The PGM basket continues to outperform most commodities
Both the Palladium and Rhodium prices increased over the month of September, largely driven by potential supply constraints. As expected, Middle East tension drove the oil price higher but fortunately the price closed below intra-month highs, but a more serious conflict could have a very negative impact on the future oil price. With the exception of nickel, base metal prices were generally weaker over the month.
South Africa’s growth prospects continue to disappoint
South Africa’s economic performance continues to disappoint amidst calls on the government to adopt a more growth focused economic policy increasing by the day. Confidence remains fragile as the very necessary restructuring of the parastatals and municipalities holds the prospect of job cuts and further tax increases, both impediments to a meaningful recovery in the short term. There is some evidence of an embryonic pick-up in the construction sector, coming after many years of steep declines. This was reflected in a good share price performance from the sector in the month.

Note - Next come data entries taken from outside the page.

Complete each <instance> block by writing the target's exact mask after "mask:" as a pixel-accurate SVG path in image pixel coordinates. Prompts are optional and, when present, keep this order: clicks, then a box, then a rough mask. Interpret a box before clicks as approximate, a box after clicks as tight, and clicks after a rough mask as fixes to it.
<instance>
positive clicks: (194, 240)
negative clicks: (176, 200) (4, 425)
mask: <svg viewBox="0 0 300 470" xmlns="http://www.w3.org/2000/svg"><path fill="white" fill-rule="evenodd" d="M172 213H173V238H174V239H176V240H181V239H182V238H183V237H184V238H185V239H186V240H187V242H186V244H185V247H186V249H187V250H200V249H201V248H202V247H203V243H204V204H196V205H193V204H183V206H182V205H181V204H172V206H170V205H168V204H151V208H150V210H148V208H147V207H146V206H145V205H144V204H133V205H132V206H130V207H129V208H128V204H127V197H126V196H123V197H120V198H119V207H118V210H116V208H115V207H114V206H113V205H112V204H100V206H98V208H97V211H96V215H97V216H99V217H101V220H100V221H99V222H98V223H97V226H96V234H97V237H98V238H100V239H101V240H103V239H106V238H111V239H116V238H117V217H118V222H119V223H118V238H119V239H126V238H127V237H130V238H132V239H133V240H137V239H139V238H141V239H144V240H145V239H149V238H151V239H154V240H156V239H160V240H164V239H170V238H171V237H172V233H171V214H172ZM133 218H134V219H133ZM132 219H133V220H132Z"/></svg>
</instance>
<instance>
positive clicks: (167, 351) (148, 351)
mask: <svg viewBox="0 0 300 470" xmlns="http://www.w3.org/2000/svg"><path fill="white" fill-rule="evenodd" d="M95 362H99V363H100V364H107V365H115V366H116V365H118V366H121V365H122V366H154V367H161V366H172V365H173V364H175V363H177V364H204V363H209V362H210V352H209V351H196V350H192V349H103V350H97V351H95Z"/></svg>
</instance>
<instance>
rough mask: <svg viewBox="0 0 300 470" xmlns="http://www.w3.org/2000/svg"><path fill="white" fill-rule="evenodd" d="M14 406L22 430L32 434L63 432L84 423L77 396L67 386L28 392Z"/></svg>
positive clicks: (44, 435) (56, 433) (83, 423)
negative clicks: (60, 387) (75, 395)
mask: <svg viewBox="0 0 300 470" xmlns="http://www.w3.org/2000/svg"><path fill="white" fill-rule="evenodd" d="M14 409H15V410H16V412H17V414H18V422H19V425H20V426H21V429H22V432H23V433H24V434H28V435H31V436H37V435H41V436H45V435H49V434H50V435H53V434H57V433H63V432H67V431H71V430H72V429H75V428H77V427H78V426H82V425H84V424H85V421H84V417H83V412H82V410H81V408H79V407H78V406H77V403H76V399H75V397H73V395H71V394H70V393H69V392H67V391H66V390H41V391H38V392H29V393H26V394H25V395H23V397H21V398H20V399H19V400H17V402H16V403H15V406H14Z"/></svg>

Global equity markets in a trading range
Global equities have been trapped in a trading range for the last two years. Although the historic bull market is very mature and valuations are modestly stretched, the current low interest rate environment is, in our opinion, not creating a sufficiently attractive alternative to encourage withdrawal of capital from equity markets. However, the risks are skewed to the downside given the limited scope for further monetary policy easing and the increased likelihood of negative earnings revisions. Global bond markets are not offering reasonable value either. Only in the US are 10 year yields roughly in line with the inflation rate but still not offering yields in-line with long term averages. Elsewhere developed market yields are either negative or only barely positive, as in the case of UK bonds.
South African financial markets require an injection of confidence
South African equity markets eked out modest gains in September. Resources lost ground in the month but still remain the top performing economic group this year. Despite overall declines from mining shares, platinum shares were up in the month. Industrial shares also contracted in September but financials recovered strongly from the prior months’ losses.
Indices have been driven by the divergence of strong performances of global and export orientated companies and poor performances from companies reliant on SA Inc.
Given the likelihood of the SA economy remaining weak for a protracted period and consequently earnings growth remaining lacklustre, valuations for domestically focused counters are not compelling. Some of the large offshore exposed companies including British American Tobacco and Prosus appear to be offering reasonable value at these levels.
SA bonds are offering very high real yields but are hostage to SA’s sovereign credit rating and economic woes. A downgrade by Moody’s, the only ratings agency to still maintain SA debt as investment grade, would be bad news, most likely preventing real yields from contracting much.
Portfolio Positioning
The fund continued to perform well during the third quarter 2019. This was mainly due to good performance from the preference shares we hold. Steinhoff preference shares are still suspended and we are hopeful that this issue will be resolved soon. The exposure to Steinhoff preference shares is around 1% of the fund.